Génocide, métissage, des mots et des imaginaires

Génocide, métissage, des mots et des imaginaires


g_nocide

 « L’invention en 1944, par le juriste Lemkin, du concept de génocide, c’est-à-dire d’une notion désignant la destruction d’un groupe « en tant que tel », a eu pour effet paradoxal de signaler et en même temps d’occulter la problématique constructiviste des groupes, qu’il s’agisse des peuples ou des classes sociales. Le processus de destruction de groupes entiers exige en effet leur construction préalable […]. Mais précisément, l’arbitraire des groupes constitués – Juifs, Tsiganes, homosexuels, malades mentaux – aurait du signaler le processus constructiviste à l’œuvre au sein même de l’entreprise génocidaire. Bien que cela puisse paraître une affirmation scandaleuse, il est évident que le génocide a pour effet de constituer en tant que tel le groupe même qu’il s’acharne à détruire et qu’il donne en particulier au groupe des survivants une consistance qu’il n’aurait jamais eu sans cela. Le génocide, de par les procédures qu’il met en œuvre – sélection des « éligibles », élimination des « inéligibles », hésitation sur la question des métis – est donc le paradigme identitaire le plus efficace de notre époque. C’est en effet à l’aune du génocide ou du judéocide que se fixe aujourd’hui le cours des différentes identités contemporaines.

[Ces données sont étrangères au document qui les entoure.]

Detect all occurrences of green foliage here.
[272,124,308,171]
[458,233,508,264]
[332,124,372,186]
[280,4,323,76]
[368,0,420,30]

Dans le cadre du modèle de la « concurrence des victimes », toute une série de groupes emboîte le pas aux Juifs […] Mais ce qu’il faut bien voir, c’est que la généralisation du modèle du génocide a pour effet de racialiser l’espace conceptuel à l’intérieur duquel se pensent et se construisent les différents groupes, et donc les conflits qui les opposent. […] On le voit, génocide et métissage sont des notions intimement liées en ce qu’elles apparaissent toutes deux étroitement associées à une problématique raciologique »

 
                                                 Amselle Jean-Loup, Logiques métisses, Paris, Ed. Payot, 2009
                                                  [1990 pour la 1ère édition]. Introduction, pp. VIII-IX.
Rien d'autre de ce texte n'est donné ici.